- del Guardiano del Faro -
E alla fine del giro, dopo aver bevuto cinque annate
consecutive di Trebbiano Vigna di Capestrano ho dovuto concludere che le
stesse erano tutte talmente diverse da poterle riconoscere alla cieca. Provate
a farlo con un Cervaro. Ma sono i rossi di Valle Reale quelli maggiormente
considerati da degustatori, critici e giornalisti, e le guide confermano.
E
questo fatto secondo me non sta bene a Leonardo e a Enrico, perché si che fa piacere
aver già un ottimo riscontro sui rossi; si che va bene aver centrato un rosato
che va giù meglio dell’acqua, che costa pochino e che rappresenta la stampella
su cui si poggia il Domaine; ma rimane nell’anima bianchista di questi giovani
uomini il sogno di realizzare un grande bianco, ancor più ricco di stoffa e
soprattutto di personalità.
Per le vigne e per le cantine si aggira dunque da
qualche tempo il giovane globe trotter che del mondo ha visto già abbastanza da
aver capito come prendere la vita, e come prendere le viti.
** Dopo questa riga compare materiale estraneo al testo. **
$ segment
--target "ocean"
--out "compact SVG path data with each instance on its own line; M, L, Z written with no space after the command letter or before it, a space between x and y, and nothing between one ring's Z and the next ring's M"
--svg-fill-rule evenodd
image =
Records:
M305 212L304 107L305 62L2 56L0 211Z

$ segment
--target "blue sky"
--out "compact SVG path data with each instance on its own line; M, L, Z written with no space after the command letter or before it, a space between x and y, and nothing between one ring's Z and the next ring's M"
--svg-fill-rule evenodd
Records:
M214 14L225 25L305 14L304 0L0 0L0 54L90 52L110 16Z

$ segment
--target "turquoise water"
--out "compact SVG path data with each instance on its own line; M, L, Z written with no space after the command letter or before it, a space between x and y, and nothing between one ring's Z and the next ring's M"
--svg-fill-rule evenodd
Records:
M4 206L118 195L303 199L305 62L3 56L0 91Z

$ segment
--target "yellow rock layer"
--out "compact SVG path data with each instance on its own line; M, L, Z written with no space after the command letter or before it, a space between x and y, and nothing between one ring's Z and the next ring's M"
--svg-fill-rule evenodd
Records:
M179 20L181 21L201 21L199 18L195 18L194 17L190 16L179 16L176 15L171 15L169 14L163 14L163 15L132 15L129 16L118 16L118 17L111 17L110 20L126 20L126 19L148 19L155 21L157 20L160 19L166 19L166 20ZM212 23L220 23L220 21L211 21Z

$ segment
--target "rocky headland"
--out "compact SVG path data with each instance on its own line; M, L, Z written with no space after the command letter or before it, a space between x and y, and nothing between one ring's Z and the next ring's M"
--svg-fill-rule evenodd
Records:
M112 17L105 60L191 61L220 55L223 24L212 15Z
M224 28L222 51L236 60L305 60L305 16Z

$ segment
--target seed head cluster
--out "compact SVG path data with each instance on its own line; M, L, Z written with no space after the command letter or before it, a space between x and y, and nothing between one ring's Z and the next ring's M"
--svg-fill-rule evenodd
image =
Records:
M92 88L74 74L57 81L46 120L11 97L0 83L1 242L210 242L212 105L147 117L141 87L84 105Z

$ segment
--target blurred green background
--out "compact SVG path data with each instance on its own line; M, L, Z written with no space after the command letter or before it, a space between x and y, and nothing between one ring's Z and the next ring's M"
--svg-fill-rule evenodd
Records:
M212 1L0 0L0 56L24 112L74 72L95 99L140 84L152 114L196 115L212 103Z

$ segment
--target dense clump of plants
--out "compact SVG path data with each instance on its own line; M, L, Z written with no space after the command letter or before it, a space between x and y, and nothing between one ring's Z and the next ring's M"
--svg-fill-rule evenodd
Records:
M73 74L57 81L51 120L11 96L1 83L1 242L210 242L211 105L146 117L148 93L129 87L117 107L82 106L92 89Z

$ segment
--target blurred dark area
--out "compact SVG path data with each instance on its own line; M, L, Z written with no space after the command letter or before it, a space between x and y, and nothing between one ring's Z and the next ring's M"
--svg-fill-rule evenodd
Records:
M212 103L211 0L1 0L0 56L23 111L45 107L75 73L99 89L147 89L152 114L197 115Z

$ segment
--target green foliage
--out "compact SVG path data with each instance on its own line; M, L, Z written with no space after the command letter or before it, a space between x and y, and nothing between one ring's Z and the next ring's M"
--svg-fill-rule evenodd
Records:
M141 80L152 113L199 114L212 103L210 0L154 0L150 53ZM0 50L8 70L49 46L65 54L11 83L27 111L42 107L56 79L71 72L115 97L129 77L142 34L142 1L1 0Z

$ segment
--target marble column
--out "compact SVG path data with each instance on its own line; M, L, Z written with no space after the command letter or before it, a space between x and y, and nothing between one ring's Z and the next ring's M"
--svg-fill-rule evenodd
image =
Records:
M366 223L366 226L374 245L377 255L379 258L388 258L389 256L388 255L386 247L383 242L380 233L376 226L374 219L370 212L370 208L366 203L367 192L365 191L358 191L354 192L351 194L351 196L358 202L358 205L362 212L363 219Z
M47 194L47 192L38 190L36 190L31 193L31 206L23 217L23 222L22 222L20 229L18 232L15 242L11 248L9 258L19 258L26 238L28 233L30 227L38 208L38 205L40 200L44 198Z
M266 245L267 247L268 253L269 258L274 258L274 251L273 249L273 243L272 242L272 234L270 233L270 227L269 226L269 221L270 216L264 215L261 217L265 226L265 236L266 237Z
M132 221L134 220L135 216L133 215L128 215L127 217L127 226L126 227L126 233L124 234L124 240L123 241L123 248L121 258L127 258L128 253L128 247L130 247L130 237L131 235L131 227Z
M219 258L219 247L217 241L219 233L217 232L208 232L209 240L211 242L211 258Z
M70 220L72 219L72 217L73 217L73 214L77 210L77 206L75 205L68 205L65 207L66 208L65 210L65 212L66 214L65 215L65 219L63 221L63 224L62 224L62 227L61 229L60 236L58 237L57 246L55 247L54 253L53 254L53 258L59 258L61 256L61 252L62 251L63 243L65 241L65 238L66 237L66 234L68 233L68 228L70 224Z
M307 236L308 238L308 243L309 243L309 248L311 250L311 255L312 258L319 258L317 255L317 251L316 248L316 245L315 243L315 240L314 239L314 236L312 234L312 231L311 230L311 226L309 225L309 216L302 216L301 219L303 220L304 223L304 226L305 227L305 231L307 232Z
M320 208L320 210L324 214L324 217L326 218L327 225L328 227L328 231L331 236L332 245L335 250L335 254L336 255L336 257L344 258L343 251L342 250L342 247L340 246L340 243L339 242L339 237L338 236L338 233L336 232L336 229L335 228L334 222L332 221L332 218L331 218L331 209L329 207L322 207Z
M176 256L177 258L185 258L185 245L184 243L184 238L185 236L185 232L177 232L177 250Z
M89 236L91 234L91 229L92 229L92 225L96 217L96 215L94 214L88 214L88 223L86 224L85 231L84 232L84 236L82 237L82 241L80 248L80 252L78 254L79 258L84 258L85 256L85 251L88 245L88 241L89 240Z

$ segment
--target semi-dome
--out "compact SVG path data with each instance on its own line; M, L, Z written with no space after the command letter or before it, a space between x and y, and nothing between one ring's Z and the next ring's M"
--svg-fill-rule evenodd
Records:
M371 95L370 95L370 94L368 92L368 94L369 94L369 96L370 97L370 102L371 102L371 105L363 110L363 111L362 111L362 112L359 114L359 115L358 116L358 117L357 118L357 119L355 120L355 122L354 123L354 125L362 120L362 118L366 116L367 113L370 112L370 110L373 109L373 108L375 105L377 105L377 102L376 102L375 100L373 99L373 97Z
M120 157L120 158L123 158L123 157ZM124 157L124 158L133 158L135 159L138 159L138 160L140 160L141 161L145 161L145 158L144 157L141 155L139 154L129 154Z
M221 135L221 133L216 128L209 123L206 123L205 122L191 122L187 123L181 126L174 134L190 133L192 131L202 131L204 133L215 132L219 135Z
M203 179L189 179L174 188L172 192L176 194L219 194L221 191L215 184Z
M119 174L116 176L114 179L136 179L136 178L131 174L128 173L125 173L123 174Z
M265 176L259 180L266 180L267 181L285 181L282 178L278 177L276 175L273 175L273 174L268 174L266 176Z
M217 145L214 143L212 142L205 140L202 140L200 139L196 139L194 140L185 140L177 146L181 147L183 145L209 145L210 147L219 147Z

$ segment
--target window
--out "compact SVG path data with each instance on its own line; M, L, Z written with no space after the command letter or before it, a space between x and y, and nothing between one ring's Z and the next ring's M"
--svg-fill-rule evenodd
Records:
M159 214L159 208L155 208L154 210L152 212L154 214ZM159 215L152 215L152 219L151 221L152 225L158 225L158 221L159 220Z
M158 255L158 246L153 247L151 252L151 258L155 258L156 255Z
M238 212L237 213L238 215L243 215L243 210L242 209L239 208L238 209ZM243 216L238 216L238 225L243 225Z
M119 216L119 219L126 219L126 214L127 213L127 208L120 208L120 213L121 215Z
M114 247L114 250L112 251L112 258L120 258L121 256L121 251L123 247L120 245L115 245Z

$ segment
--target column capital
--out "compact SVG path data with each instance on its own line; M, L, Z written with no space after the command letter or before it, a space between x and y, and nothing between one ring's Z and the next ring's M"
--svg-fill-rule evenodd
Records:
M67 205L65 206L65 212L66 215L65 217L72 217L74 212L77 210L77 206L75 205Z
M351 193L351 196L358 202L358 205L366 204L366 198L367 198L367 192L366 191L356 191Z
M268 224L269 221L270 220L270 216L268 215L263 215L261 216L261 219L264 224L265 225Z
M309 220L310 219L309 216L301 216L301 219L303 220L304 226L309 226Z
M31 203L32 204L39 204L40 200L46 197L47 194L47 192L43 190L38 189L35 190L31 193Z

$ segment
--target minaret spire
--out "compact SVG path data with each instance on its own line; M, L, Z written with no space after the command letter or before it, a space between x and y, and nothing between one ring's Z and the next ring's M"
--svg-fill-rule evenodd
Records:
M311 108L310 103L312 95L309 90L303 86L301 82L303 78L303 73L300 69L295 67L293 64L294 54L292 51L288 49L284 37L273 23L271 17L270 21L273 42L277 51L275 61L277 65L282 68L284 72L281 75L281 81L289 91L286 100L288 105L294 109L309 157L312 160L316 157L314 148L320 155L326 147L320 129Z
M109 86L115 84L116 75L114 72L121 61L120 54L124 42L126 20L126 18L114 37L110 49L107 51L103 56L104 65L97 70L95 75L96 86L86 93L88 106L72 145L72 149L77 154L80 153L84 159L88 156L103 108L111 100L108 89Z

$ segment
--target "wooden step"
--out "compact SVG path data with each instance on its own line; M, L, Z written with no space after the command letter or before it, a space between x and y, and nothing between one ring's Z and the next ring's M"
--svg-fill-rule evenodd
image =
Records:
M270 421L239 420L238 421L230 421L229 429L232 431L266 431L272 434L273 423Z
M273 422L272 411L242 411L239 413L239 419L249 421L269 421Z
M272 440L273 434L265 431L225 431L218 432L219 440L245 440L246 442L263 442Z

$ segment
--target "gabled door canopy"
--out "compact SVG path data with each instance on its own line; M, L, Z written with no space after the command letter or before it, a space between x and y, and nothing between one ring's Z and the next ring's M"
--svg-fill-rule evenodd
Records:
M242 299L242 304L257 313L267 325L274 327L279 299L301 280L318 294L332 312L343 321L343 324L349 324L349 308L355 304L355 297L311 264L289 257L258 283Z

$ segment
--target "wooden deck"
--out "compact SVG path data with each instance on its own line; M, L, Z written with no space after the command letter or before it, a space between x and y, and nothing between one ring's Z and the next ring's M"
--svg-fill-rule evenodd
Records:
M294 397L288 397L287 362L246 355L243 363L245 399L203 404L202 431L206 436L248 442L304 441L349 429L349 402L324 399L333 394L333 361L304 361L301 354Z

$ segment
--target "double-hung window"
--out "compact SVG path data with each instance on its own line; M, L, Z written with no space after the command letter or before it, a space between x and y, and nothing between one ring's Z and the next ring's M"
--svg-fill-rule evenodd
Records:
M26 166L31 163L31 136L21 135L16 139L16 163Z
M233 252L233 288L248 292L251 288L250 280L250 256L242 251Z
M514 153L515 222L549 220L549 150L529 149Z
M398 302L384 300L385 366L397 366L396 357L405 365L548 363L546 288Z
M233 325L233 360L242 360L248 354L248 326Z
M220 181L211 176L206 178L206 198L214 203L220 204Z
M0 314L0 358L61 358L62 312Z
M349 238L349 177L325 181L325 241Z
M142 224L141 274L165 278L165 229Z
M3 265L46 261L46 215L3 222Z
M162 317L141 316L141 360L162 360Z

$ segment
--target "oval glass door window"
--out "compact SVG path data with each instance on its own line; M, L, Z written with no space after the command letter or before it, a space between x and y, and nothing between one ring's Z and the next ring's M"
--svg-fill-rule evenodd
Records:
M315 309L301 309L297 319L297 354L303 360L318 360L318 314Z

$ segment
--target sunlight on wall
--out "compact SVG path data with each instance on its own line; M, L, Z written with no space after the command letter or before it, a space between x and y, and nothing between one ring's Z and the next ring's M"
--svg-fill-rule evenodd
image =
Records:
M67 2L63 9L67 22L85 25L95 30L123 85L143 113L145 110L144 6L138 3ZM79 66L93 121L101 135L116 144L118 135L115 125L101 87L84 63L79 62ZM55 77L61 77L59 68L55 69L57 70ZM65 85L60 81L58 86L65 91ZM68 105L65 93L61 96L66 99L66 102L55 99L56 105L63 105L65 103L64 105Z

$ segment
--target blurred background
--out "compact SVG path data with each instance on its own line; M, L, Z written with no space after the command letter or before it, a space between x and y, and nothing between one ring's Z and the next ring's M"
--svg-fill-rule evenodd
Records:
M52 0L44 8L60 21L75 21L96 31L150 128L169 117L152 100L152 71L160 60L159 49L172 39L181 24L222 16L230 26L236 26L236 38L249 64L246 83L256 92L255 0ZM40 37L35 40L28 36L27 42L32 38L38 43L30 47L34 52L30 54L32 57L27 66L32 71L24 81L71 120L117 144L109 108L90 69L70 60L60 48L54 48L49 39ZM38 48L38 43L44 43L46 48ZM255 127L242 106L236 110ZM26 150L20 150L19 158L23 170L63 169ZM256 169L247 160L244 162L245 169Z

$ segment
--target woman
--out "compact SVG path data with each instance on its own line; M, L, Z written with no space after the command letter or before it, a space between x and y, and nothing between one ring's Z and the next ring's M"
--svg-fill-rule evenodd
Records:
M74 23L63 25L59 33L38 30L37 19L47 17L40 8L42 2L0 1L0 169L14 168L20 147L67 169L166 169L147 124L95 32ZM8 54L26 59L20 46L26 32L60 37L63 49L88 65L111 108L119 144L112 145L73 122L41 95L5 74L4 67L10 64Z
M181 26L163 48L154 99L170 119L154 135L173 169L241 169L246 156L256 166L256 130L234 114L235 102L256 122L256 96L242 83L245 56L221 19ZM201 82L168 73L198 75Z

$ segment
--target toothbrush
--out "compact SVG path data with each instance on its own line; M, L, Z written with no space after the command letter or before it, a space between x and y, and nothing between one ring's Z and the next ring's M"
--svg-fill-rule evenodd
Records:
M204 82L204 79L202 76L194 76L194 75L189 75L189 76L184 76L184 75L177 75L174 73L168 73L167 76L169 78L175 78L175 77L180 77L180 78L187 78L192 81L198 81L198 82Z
Sulle viti, il
giovane stregone investiga alla ricerca della sua pietra filosofale, che in questo caso si
chiamano lieviti indigeni. E allora, sullo sfondo delle vigne, oltre ai monti
abruzzesi si comincia ad individuare anche il profilo del campanile di Meursault.
Si, arrivo
qui e mi trovo subito a mio agio, perché un pezzo di Meursault è arrivato fin
quaggiù. La scuola è quella di Pierre Morey, che si vuol dire Pierre Morey, ma
vuol anche dire Domaine Leflaive. Sul tavolo si stappano a scopi didattici diversi vini di Borgogna: Morey, Leflaive, Coche Dury, Mortet, Ramonet... non solo per gioire ma anche
per capire, perché il mattino dopo si fa ancora colazione con brioches e Ramonet, onde
evitare di non aver ben inteso qualche dettaglio.
Qui si vive di pane e vigna e
non si vede l’ora di alzarsi il mattino per vivere tutta la giornata
dedicandola alla campagna, quindi bisogna nutrirsi bene per poterlo fare in
maniera equilibrata, ci vuole energia fisica e mentale. E capitare a caso al
Domaine in settimana di vendemmia vuol dire anche assistere alla tensione e
alla trepidazione che questi giovani uomini non nascondono, attendendo che
nasca qualcosa in cantina, e che vi nasca spontaneamente. Si chiama
fermentazione, ma per loro ha l’importanza della nascita di un figlio.
Un
figlio che avrà tutti i caratteri genetici di chi li ha generati, perché anche
all’interno di una sola vigna di viti ci sono molte vite. Si chiamano lieviti
indigeni, che da ciascuna parte del territorio provocano un profumo diverso,
perché intorno a loro ci sono piante e coltivazioni diverse che ne condizionano
le caratteristiche. E allora perché non provare a fare anche qualche pied de
cuve? Esatto, anche una dozzina se necessario, perché la pietra filosofale di
Meursault potrebbe proprio nascondersi in qualche angolo della Vigna di
Capestrano, anzi, sicuramente è qui, se no perché mai questi ragazzi sarebbero qui?